Further monetary policy action is likely as inflation expectations remain elevated, a Bangko Sentral ng Pilipinas (BSP) official said on Friday.
“On the basis of the new information in the third quarter of 2018, a strong follow-through is necessary…,” central bank Department of Economic Research officer-in-charge Dennis Bautista said in a press briefing, citing the central bank’s assessment in its third quarter inflation report.
Rising food and energy prices continued to drive inflation higher in the third quarter to 6.2 percent.
In the report, the central bank said that its latest charts showed an upward shift in the inflation projection for 2018-2019, which can be attributed mainly to a sharp rise in global crude oil prices, higher prices of domestic food items, higher-than-expected inflation outturns for July and August 2018, and the peso’s depreciation.
“The BSP’s latest baseline forecasts using the 2012-based CPI (consumer price index) series show that average inflation is likely to exceed the upper end of the target range in 2018 and may do so in 2019, even as inflation is expected to revert to within the target in 2020,” the central bank said in a statement.

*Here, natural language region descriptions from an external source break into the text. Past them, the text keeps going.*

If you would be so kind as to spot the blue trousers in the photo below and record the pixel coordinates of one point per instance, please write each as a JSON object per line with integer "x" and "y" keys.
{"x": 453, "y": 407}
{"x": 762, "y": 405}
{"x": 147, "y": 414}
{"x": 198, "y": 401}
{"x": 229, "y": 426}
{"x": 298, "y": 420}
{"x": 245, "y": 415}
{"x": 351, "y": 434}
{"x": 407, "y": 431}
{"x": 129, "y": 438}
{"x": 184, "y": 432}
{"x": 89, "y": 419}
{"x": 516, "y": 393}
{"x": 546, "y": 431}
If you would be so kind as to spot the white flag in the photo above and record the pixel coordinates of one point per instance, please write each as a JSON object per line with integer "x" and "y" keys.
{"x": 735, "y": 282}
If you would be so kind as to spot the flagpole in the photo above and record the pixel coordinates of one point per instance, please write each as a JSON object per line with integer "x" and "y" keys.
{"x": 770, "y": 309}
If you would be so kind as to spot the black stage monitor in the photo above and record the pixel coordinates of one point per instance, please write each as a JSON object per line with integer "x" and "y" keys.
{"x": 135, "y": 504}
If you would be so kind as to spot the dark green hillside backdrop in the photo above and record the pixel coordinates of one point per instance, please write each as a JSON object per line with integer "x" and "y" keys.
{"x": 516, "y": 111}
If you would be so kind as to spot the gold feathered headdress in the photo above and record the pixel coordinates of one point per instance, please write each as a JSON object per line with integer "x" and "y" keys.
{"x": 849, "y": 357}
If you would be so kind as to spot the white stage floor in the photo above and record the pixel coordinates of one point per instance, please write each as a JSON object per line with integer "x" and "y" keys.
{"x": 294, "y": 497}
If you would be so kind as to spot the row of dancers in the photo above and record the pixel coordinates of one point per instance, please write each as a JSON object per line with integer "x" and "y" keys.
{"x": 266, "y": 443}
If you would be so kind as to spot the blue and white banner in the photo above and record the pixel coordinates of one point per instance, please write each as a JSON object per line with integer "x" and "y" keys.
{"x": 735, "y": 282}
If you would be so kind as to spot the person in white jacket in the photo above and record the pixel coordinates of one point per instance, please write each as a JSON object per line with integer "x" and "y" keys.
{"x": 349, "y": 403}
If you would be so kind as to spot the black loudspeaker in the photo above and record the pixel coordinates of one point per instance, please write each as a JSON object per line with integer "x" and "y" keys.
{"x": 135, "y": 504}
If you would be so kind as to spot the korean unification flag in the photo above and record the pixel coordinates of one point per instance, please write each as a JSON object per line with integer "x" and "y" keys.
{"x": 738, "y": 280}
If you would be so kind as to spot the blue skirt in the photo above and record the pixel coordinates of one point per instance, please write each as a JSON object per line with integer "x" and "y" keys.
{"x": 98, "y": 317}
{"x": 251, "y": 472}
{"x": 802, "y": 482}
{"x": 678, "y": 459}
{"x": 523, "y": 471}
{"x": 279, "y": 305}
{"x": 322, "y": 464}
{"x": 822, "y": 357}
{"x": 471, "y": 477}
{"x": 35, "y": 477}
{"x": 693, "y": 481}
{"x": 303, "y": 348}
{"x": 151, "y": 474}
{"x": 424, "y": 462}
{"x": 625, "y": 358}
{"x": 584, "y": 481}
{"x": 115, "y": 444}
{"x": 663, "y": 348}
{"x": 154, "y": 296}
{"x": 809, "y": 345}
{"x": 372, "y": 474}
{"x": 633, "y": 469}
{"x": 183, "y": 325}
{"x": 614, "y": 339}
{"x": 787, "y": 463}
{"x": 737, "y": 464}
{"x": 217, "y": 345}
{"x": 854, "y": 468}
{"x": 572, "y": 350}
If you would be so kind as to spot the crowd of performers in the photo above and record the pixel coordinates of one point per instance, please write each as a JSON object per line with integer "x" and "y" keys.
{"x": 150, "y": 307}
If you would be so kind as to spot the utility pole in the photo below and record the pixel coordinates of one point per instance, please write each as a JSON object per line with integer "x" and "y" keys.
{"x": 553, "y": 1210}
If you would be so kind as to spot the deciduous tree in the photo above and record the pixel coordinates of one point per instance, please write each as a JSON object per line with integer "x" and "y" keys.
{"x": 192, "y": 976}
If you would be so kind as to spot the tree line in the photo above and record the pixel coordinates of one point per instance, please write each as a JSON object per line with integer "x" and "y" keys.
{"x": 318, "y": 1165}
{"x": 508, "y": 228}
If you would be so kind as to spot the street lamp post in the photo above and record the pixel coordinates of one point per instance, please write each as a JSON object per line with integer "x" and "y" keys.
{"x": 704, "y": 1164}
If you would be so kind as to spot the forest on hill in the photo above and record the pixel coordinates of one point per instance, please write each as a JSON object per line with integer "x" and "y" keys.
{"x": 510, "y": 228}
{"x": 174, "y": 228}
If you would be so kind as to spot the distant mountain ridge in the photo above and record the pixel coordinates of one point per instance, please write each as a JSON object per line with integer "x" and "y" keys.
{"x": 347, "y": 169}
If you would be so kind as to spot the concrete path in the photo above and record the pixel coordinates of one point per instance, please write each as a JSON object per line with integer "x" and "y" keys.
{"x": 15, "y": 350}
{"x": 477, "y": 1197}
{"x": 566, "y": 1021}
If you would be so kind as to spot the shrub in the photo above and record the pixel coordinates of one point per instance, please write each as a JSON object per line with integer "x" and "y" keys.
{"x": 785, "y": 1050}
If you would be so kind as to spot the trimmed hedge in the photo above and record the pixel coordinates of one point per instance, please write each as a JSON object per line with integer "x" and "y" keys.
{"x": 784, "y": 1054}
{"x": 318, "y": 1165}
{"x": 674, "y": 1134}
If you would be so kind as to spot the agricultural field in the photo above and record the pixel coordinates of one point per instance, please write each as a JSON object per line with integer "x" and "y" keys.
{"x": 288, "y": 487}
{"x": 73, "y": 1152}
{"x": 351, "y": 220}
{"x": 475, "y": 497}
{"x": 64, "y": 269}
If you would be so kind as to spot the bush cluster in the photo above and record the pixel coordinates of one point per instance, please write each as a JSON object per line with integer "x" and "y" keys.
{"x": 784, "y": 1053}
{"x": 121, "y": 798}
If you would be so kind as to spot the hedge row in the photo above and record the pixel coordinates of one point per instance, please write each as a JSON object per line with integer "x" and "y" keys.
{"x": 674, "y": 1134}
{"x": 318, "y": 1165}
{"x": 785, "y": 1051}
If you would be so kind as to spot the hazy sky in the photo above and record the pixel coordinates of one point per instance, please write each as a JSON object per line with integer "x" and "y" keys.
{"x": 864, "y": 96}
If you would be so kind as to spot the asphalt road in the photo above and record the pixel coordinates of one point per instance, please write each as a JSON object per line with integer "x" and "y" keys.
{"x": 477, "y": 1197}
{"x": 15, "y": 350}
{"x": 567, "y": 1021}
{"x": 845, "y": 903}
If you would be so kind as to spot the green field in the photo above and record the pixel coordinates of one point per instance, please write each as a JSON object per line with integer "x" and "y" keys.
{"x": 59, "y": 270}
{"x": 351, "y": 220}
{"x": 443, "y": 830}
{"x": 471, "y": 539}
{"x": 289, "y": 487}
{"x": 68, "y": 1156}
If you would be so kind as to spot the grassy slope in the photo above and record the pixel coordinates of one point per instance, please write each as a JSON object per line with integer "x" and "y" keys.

“However, the implementation of non-monetary mitigating measures, particularly the approval of rice tariffication, could temper further price pressures and thus lead to an earlier return of inflation to within the target range in 2019. Meanwhile, inflation expectations have also remained elevated amid indications of second-round effects,” it added.
Monetary authorities have raised key interest rates by a total of 150 basis points beginning May as inflation exceeded the 2.0-4.0 target, hitting a new nine-year high of 6.7 percent in September.